Skip to content

Architecture

The flowerpower-io library is designed with a modular and extensible architecture, allowing for flexible data input/output operations across various formats and systems. At its core, the library follows a clear class hierarchy, promoting code reusability and maintainability.

Core Design Principles

  • Modularity: Separation of concerns, with distinct modules for base functionalities, loaders, savers, and metadata handling.
  • Extensibility: Easy to add support for new file formats, database systems, or storage backends.
  • Abstraction: Hides the complexities of underlying I/O operations from the user, providing a unified and intuitive API.
  • Data Structure Agnostic: Supports seamless data transfer to and from popular data structures like Pandas DataFrames, Polars Dataframes, and PyArrow Tables.

Class Hierarchy Overview

The library's core is built around a hierarchy of base classes defined in src/flowerpower_io/base.py, which are then extended by specialized classes in the loader/ and saver/ modules.

Base Classes

  • BaseFileIO: Foundational class for all file-based I/O operations. Handles path resolution, filesystem initialization, and storage option management across various backends (local, S3, GCS, Azure, GitHub, GitLab).
    • BaseFileReader: Extends BaseFileIO for reading data from files. Supports various output formats (Pandas, Polars, PyArrow, DuckDB, DataFusion) and features like batch processing.
    • BaseDatasetReader: Specializes BaseFileReader for handling partitioned datasets, integrating with PyArrow Dataset and Pydala Dataset.
    • BaseFileWriter: Defines logic for writing data to files, managing output basename, concatenation, uniqueness, and write modes.
    • BaseDatasetWriter: Specializes BaseFileWriter for writing data as datasets, supporting partitioning, compression, and fine-grained control.
  • BaseDatabaseIO: Foundational class for all database I/O operations. Manages connection strings, credentials, and provides methods for connecting to various SQL and NoSQL databases.
    • BaseDatabaseReader: Provides methods for reading data from relational and non-relational databases into various DataFrame formats (Polars, Pandas, PyArrow).
    • BaseDatabaseWriter: Defines logic for writing data to databases, supporting different write modes and data conversion.

Loaders and Savers

flowerpower-io supports a wide array of data formats and integrates with various storage solutions through its specialized loader and saver classes.

File-based I/O

Format Loader Class(es) Saver Class(es)
CSV CSVFileReader, CSVDatasetReader CSVFileWriter, CSVDatasetWriter
Parquet ParquetFileReader, ParquetDatasetReader, PydalaDatasetReader ParquetFileWriter, ParquetDatasetWriter, PydalaDatasetWriter
JSON JsonFileReader, JsonDatasetReader JsonFileWriter, JsonDatasetWriter
DeltaTable DeltaTableReader DeltaTableWriter
MQTT PayloadReader (for consuming MQTT payloads) (N/A - Loader only)

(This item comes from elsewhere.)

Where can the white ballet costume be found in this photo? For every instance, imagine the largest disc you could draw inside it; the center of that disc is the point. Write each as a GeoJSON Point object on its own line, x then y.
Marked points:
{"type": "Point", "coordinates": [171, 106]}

Supported Storage Backends (via fsspec_utils): - Local filesystem - AWS S3 - Google Cloud Storage (GCS) - Azure Blob Storage - GitHub - GitLab

Database I/O

Database Reader Class(es) Writer Class(es)
SQLite SQLiteReader SQLiteWriter
DuckDB DuckDBReader DuckDBWriter
PostgreSQL PostgreSQLReader PostgreSQLWriter
MySQL MySQLReader MySQLWriter
MSSQL MSSQLReader MSSQLWriter
Oracle OracleDBReader OracleDBWriter